First off, pull the Negative off before ever messing with a motor.
If your repair manual did not say that, you need a new manual, a real one.
I had an Original 1967 Mustang
, I bought it from the original purchaser with papers in 1978, that car still runs like a champion, original 300ci 6cyl Canadian Forged Ford Motor. 1 bbl Carb, 3 on the floor. she can out torque almost any car that comes next to her in the 1/8th, sheI own them, that is all original, I rebuilt the motor at 240,000 miles, used OEM Ford parts.
You have just about managed to ruin a very very sweet ride.
But that is your thing, so go for it, I suspect a Fuse Block, or Fusible Link , which were not made in 1967, but sounds like one of them add on electric components and all that goofy wiring that was not needed is what pooched the electrical system.

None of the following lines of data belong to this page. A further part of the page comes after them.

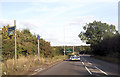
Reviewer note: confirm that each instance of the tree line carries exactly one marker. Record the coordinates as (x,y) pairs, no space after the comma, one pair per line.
(27,44)
(103,38)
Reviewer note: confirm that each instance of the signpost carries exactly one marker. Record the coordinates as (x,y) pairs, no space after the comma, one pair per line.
(12,31)
(38,37)
(15,45)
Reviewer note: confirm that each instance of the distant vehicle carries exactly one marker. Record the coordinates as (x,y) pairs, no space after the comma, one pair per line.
(75,58)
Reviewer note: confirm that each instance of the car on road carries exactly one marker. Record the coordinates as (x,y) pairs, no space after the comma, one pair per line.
(75,58)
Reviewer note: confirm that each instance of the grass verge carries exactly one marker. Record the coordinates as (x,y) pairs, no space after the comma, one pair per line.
(108,59)
(27,65)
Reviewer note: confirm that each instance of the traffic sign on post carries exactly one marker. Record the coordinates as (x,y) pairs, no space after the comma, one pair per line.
(38,36)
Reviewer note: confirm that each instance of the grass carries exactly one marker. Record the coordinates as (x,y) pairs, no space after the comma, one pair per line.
(108,58)
(27,65)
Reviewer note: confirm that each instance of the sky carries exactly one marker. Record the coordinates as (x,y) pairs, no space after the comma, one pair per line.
(58,21)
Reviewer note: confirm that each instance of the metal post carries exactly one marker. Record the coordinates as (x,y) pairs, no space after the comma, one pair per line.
(38,50)
(64,50)
(15,45)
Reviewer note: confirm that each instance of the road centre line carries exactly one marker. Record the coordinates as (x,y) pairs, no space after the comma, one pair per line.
(88,70)
(101,70)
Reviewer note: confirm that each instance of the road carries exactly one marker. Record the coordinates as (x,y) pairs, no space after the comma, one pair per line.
(87,66)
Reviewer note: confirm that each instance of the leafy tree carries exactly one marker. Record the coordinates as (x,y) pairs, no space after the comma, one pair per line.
(95,33)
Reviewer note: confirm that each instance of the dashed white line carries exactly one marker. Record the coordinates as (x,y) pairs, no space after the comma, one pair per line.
(101,70)
(88,70)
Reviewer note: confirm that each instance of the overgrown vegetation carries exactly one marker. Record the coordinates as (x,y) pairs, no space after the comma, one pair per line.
(103,38)
(26,44)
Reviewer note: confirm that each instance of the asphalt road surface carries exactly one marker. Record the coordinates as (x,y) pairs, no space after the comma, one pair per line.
(87,66)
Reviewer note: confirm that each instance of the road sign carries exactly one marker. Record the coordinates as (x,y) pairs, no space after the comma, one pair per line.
(38,36)
(11,30)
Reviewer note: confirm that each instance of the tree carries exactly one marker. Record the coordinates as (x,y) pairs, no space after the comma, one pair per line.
(95,33)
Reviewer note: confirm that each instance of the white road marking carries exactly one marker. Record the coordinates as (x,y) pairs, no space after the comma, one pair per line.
(83,63)
(101,70)
(89,63)
(88,70)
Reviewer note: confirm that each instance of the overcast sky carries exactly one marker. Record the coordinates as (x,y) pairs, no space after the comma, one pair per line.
(58,21)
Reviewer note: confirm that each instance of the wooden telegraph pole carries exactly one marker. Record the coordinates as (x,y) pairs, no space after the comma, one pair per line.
(15,45)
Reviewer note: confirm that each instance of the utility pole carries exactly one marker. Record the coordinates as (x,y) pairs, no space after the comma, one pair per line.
(15,45)
(38,37)
(64,41)
(64,50)
(38,50)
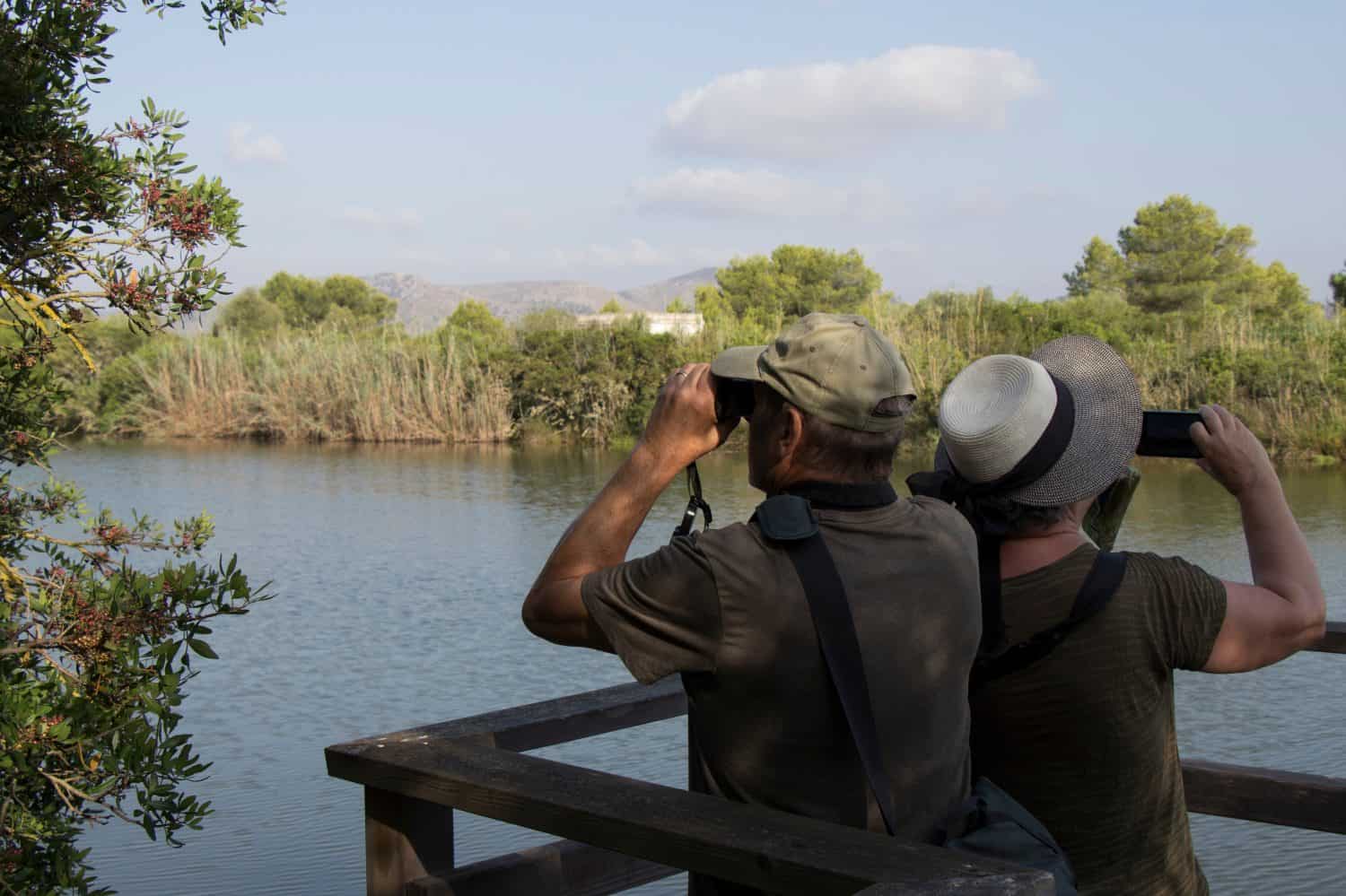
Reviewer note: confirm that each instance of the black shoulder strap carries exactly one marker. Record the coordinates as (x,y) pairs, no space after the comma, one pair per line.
(839,643)
(1097,589)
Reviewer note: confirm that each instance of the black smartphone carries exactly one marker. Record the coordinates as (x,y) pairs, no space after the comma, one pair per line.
(1165,433)
(734,398)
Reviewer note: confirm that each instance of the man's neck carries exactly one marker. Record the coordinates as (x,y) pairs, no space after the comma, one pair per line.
(1020,556)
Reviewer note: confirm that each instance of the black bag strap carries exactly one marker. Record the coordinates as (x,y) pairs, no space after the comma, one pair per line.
(1097,589)
(842,651)
(788,521)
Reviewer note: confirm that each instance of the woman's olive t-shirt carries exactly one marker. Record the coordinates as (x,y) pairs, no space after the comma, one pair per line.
(1085,737)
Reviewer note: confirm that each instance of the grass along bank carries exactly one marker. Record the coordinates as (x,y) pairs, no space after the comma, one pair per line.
(546,378)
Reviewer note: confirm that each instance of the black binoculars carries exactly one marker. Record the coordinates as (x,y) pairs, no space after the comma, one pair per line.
(734,398)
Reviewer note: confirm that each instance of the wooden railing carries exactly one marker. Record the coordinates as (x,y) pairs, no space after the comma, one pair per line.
(621,831)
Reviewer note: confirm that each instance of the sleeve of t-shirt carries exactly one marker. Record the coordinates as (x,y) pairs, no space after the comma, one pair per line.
(1184,610)
(660,613)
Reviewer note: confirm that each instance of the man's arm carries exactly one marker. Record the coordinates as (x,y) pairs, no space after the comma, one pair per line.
(1284,610)
(681,428)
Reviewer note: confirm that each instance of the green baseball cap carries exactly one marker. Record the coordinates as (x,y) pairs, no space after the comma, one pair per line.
(834,366)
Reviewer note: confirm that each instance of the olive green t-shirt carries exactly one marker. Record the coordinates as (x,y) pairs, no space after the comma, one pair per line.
(727,611)
(1085,737)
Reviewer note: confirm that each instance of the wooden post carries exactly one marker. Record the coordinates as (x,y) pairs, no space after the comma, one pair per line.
(406,839)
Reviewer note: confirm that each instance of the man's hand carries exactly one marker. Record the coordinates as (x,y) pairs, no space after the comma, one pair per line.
(683,424)
(1284,608)
(1230,452)
(681,428)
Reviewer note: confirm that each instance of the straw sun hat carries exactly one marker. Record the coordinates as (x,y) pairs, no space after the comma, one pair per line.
(1053,428)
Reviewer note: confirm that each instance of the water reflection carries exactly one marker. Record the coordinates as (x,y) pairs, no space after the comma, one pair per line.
(401,570)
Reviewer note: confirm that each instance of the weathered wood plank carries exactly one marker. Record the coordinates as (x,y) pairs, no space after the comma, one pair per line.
(560,868)
(406,839)
(1265,796)
(1334,642)
(554,721)
(707,834)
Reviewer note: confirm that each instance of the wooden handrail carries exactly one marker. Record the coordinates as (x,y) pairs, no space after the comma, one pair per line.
(415,778)
(750,845)
(1334,642)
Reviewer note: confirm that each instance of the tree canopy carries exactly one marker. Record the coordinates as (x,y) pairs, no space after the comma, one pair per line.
(764,292)
(94,653)
(304,303)
(474,326)
(1178,256)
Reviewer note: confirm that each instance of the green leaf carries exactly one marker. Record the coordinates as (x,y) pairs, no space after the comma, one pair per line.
(202,648)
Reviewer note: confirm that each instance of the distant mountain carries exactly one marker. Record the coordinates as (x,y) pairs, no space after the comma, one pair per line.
(423,306)
(657,296)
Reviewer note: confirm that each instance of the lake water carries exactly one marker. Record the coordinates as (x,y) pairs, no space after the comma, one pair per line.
(398,576)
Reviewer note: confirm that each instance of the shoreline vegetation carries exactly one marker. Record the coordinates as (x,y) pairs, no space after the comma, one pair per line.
(548,379)
(302,360)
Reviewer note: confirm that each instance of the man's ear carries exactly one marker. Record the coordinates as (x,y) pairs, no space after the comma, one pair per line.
(789,431)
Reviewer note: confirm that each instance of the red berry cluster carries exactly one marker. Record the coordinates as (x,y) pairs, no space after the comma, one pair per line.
(188,220)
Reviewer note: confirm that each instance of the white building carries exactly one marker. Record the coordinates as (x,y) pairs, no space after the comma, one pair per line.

You need to have the Negative Terminal off the battery.
Positive Lead off the starter.
That is like car repair 101 stuff, if there is no ground, there can be no ignition.
If there is Ground, a circuit can be completed by any slipped wire or dropped metal object that touches Ground.
I have seen people do that , I have seen them almost lose digits when the car all of a sudden cranked.
Get a Haynes or Chiltons Manual, get both, read them. They will say Remove the battery. That knocks out any chance of it exploding in your face or starting the crank on a whoops.
Now that you have read that manual, read the Manual that came with all those junk add ons you did not need.
After you have removed about 25 lbs of junk, you might be near an original Mustang.
Wait a sec, you never mentioned the engine, ut oh, you went a bought a chop shop Mustang.
Ok, so work with what you have, you have a 67 Mustang Body with an unknown ford motor.
I wired my 67 twice, the two times it needed it, I never added anything to it, I never took anything off that was still working.
The column had three wires, Hot, Ground and Neutral.Or Positive, Negative and Neutral.
The only way to read the Voltage/Wattage and Amperage on a battery is when the battery is under load.
Go up to any 12v battery, and dry test it, yep, it has power!
they all do.
Under Load , when the motor is running, is when you test it, that way you will see if there is a bad draw, too much in, too much out, you know the stuff that is not right.
Then you can determine where to look at next, if the batt is overcharging, alternator is over amping, if battery is losing charge, is a short, a bad connection or alternator is worn out.
Those old cars are so simple, do not over-complicate a simple 12v system.
That is just not right and ruins any collectible value that car may have once had.
Sorry to be so but c?on man, is a simple 12v (unknown CI) Ford Motor.
Thats 50 years of Ford Mustang your looking at, Lee Iacoca was a genius!